Chart of number of devices versus ports accessed for a typical network.
Visualization of simplistic anomaly detection algorithms to detect port scans.

On the other hand, supervised learning systems can remediate this issue and filter out anomalous by design activities and assets, even when using unsupervised techniques as part of the model. But, they require labels, and we’ve established that those are hard to find.

Three — Domain Adaptation and Concept Drift Are Abundant

Domain adaptation and concept drift are key issues in data science. Models are usually trained on a subset of data many times in a simulation of the real world. When that model is losing touch with the real-world data, leading to poor precision and recall, you would call this “Concept Drift.” Alternatively, if the model doesn’t provide the same result across multiple situations, you would call that “Domain Adaptation.”

Original data versus concept drift.
Visual representation of the concept drift.

In the cybersecurity space, the world is always changing as both attackers and defenders try to stay ahead of one another, leading to considerable concept drift. By reviewing the MITRE definition of process injection we can see that the meaning of the term has changed considerably in the last couple of years with new subtechniques being added all the time. That will probably change again as attackers evolve. Models trained to detect such activity require retraining, or they become obsolete.

Additionally, models trained in one environment don’t necessarily generalize well for others. Due to the large set of configurations in real-world environments, models trained for cybersecurity issues tend to have considerable domain adaptation issues. Imagine a model trained on a lab environment, that model has never been fed with examples of the myriad of configurations applicable to a specific application, let alone how different applications might change the behavior due to other installed applications.

Four — Domain Expertise Is Critical and Hard to Find

Unlike many other domains, validating models requires unique cybersecurity expertise. Classifying if a traffic light is green or red doesn’t need a specialist, whereas classifying if a file is malicious requires a malware analysis expert. Building AI models for cybersecurity requires trained experts that can validate the results and label cases to assess key performance indicators (KPIs). As there’s a scarcity of those experts and doing supervised learning is the golden path for cybersecurity AI, that creates another key challenge to doing AI correctly in this space.

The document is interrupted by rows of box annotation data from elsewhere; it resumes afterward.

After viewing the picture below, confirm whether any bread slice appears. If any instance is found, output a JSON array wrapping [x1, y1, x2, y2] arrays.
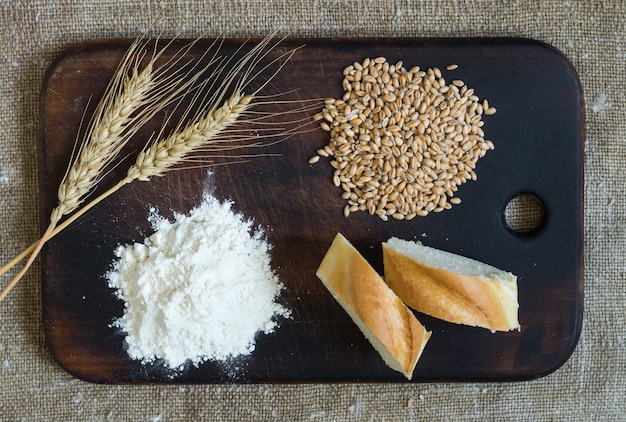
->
[[383, 238, 520, 331], [316, 233, 431, 380]]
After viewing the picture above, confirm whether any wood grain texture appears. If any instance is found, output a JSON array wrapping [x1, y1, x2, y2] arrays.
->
[[40, 39, 584, 383]]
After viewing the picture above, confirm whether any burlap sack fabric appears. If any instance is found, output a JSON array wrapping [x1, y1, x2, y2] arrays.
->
[[0, 0, 626, 421]]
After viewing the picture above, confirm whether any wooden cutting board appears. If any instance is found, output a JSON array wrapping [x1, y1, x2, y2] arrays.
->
[[40, 39, 584, 383]]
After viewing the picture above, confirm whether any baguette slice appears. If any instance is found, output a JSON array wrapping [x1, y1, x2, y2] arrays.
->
[[316, 233, 431, 380], [383, 237, 520, 331]]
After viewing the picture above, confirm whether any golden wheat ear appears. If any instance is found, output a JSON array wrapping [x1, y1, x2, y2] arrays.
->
[[0, 36, 321, 300], [0, 38, 222, 301]]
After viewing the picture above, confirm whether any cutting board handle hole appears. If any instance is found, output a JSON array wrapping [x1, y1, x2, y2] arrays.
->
[[502, 192, 547, 237]]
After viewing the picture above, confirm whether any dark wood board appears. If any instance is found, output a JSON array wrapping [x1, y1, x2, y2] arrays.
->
[[40, 39, 584, 383]]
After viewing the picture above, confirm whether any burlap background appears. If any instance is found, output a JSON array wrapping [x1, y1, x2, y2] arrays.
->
[[0, 0, 626, 421]]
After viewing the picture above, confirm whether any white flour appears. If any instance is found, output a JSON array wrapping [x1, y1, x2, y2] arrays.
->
[[108, 191, 289, 368]]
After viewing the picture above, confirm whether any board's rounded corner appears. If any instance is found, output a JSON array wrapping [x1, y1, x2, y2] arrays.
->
[[519, 38, 582, 89]]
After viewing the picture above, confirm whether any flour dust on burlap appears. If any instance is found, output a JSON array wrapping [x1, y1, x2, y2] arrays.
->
[[107, 190, 290, 369]]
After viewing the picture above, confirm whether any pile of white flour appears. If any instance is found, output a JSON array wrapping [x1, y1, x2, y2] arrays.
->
[[107, 195, 289, 369]]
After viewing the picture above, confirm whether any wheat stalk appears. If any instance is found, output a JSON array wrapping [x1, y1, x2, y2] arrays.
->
[[0, 37, 317, 301], [0, 38, 224, 301]]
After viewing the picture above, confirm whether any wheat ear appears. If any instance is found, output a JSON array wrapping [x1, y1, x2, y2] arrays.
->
[[0, 35, 215, 301]]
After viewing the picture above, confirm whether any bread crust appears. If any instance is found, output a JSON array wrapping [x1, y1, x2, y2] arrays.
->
[[383, 239, 520, 331], [316, 233, 431, 380]]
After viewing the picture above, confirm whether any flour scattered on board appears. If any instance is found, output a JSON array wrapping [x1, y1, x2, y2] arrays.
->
[[107, 189, 290, 369]]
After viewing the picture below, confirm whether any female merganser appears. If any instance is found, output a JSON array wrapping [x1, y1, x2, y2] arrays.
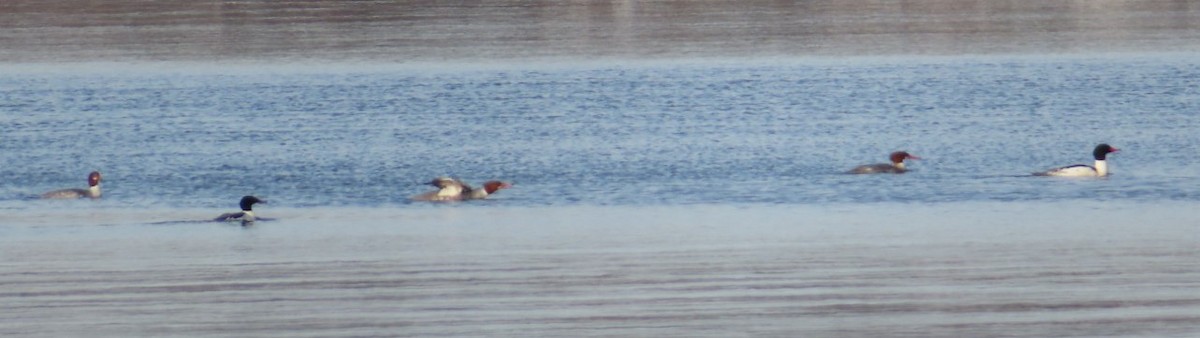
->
[[460, 181, 512, 199], [42, 171, 100, 199], [212, 195, 266, 225], [412, 176, 466, 201], [1033, 144, 1120, 177], [850, 151, 920, 174], [412, 176, 512, 201]]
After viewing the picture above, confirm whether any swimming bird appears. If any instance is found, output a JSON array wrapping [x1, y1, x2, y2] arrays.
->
[[212, 195, 266, 225], [42, 171, 100, 199], [850, 151, 920, 174], [412, 176, 466, 201], [412, 176, 512, 201], [460, 181, 512, 199], [1033, 143, 1120, 177]]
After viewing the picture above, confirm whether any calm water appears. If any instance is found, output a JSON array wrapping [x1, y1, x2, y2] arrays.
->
[[0, 1, 1200, 337]]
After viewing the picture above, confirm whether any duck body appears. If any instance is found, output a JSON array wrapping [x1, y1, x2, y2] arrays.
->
[[848, 151, 920, 174], [42, 171, 101, 199], [412, 176, 512, 201], [463, 181, 512, 199], [1033, 144, 1120, 177], [410, 176, 467, 201], [212, 195, 266, 225]]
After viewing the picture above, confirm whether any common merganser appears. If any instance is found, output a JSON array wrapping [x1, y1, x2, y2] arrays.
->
[[412, 176, 512, 201], [850, 151, 920, 174], [212, 195, 266, 225], [412, 176, 466, 201], [1033, 143, 1120, 177], [42, 171, 100, 199], [460, 181, 512, 199]]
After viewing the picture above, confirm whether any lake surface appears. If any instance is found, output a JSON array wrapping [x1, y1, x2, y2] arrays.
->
[[0, 1, 1200, 337]]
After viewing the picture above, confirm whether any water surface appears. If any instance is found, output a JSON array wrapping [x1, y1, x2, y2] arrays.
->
[[0, 1, 1200, 337]]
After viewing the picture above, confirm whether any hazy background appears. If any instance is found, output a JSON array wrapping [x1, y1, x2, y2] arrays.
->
[[0, 0, 1200, 62]]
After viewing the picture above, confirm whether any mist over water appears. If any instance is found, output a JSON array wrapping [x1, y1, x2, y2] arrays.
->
[[0, 1, 1200, 337]]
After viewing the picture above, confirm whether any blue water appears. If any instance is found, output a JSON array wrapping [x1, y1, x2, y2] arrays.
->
[[0, 55, 1200, 209], [0, 54, 1200, 337]]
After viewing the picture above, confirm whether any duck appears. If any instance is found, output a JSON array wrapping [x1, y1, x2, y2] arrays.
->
[[850, 151, 920, 174], [412, 176, 512, 201], [212, 195, 266, 225], [42, 171, 100, 199], [1033, 143, 1121, 177], [410, 176, 466, 201], [460, 181, 512, 199]]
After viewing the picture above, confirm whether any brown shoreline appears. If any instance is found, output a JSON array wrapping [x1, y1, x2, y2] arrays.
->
[[0, 0, 1200, 62]]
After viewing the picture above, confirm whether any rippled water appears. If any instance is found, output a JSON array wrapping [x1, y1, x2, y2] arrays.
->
[[0, 1, 1200, 337]]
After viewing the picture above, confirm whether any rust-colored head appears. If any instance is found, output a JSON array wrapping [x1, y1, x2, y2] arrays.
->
[[888, 151, 920, 163], [88, 171, 100, 187], [484, 181, 512, 194]]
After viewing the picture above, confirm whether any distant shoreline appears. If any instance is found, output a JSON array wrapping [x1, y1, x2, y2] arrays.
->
[[0, 0, 1200, 64]]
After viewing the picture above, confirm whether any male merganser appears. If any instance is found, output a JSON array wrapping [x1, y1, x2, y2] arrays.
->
[[212, 195, 266, 225], [1033, 143, 1120, 177], [412, 176, 466, 201], [412, 176, 512, 201], [460, 181, 512, 199], [850, 151, 920, 174], [42, 171, 100, 199]]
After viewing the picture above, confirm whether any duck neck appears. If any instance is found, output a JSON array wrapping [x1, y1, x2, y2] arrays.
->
[[1096, 159, 1109, 176]]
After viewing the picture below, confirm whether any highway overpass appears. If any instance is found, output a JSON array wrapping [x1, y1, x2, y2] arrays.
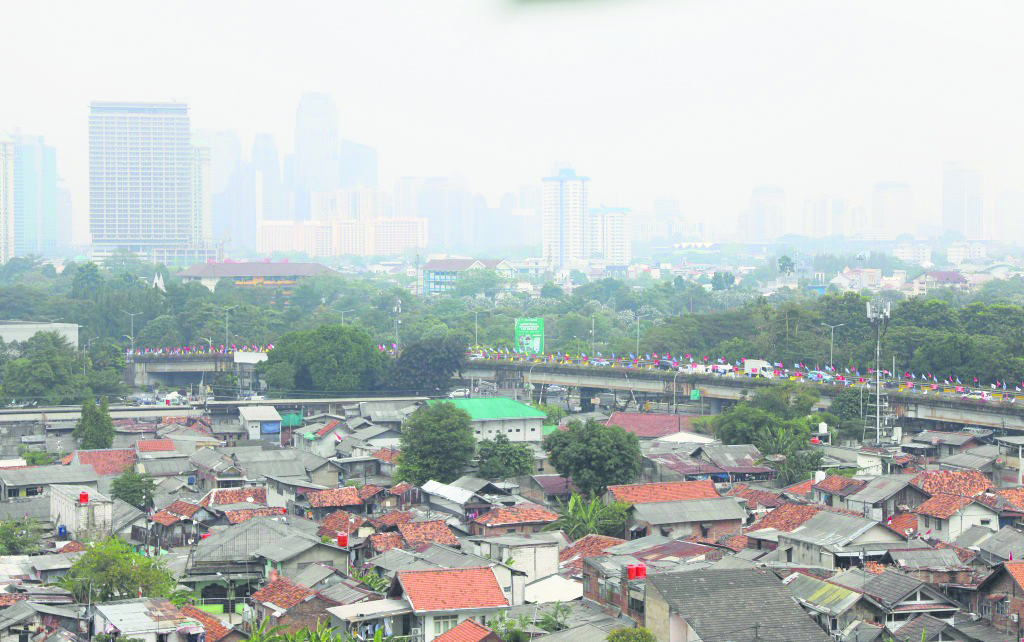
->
[[463, 360, 1024, 431]]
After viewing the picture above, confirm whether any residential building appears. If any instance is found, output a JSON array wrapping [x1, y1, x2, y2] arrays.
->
[[89, 102, 213, 264], [942, 162, 985, 241], [644, 569, 833, 642], [541, 169, 590, 268]]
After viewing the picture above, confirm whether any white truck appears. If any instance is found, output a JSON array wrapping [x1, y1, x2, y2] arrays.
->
[[743, 359, 775, 378]]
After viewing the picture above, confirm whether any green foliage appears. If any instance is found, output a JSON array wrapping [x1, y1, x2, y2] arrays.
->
[[111, 468, 157, 510], [606, 627, 657, 642], [74, 397, 114, 451], [545, 493, 629, 541], [58, 538, 176, 602], [0, 517, 42, 555], [544, 419, 641, 498], [477, 434, 534, 480], [395, 402, 476, 486]]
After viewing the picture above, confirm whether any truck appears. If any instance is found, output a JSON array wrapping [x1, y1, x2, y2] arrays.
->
[[743, 359, 775, 378]]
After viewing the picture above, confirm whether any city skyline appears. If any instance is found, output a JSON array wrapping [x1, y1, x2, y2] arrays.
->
[[0, 0, 1024, 249]]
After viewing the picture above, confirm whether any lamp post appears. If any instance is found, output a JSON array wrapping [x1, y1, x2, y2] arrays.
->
[[821, 324, 846, 371], [224, 305, 239, 352]]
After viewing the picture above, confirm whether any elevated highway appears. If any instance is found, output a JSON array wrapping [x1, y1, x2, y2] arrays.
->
[[463, 360, 1024, 431]]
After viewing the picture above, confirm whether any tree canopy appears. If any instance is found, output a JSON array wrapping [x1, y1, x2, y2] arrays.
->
[[396, 402, 476, 486], [544, 419, 641, 498]]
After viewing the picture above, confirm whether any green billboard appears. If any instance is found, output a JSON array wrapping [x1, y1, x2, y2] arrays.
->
[[515, 318, 544, 354]]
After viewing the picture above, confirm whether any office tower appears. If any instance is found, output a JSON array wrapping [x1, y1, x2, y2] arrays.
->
[[0, 134, 14, 263], [870, 181, 913, 239], [89, 102, 209, 263], [10, 135, 57, 256], [737, 186, 786, 243], [252, 134, 285, 219], [294, 93, 341, 220], [190, 136, 213, 244], [587, 207, 633, 265], [338, 140, 377, 189], [942, 162, 985, 241], [541, 169, 590, 268]]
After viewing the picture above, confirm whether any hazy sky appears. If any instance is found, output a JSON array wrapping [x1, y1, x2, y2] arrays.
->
[[0, 0, 1024, 242]]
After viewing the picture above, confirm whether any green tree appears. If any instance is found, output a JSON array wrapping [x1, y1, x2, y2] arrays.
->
[[0, 517, 42, 555], [58, 538, 176, 602], [477, 434, 534, 480], [111, 468, 157, 510], [74, 397, 114, 451], [396, 401, 476, 486], [606, 627, 657, 642], [545, 493, 629, 541], [544, 419, 641, 498]]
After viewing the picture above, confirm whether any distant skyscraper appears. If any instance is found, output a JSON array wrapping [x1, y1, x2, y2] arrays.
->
[[338, 140, 377, 189], [0, 134, 14, 263], [736, 187, 786, 243], [541, 169, 590, 268], [942, 163, 985, 241], [294, 93, 341, 220], [11, 135, 57, 256], [871, 181, 913, 239], [89, 102, 210, 263]]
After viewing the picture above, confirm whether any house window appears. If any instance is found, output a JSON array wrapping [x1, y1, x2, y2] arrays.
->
[[434, 615, 459, 636]]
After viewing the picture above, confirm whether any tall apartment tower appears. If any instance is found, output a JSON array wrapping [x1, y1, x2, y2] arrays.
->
[[541, 169, 590, 268], [0, 134, 14, 263], [89, 102, 201, 263], [942, 162, 985, 241]]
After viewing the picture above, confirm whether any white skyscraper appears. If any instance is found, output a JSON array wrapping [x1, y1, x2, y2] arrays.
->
[[89, 102, 209, 263], [0, 134, 14, 263], [541, 169, 590, 268], [942, 162, 985, 241]]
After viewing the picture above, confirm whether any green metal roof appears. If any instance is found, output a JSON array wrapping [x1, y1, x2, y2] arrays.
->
[[429, 397, 548, 421]]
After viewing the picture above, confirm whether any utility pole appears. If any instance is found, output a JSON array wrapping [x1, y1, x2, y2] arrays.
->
[[821, 324, 846, 371], [867, 301, 892, 443]]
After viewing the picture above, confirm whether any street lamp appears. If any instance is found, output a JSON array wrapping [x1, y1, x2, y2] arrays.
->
[[821, 324, 846, 370]]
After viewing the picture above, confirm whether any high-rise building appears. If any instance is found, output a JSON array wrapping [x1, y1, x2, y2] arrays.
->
[[89, 102, 209, 263], [942, 162, 985, 241], [0, 134, 14, 263], [11, 135, 57, 256], [541, 169, 590, 268], [293, 93, 341, 220], [871, 181, 913, 239]]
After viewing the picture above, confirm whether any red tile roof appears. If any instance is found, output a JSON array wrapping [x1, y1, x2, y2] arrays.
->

Five — Explainability Is Key for Successful Incident Response

Even if you can train the best model that has high precision and recall but the output isn’t clear, it’s not a good model. Incident response requires a clear understanding of what actually happened to properly respond to the threat at hand. Models are just tools that help reach the goal of detecting the attack, but without explaining what happened, those don’t translate into actual security value for analysts. This creates challenges for unsupervised learning as it’s harder to explain the model behavior. It also creates a high bar for any supervised model that must provide a proper explanation on what happened, why it’s important, and how it’s detecting the activity.

SmartScore explains why a score was set, based on the following insights.
Explainability in Cortex SmartScore helps an analyst understand why a priority score was given.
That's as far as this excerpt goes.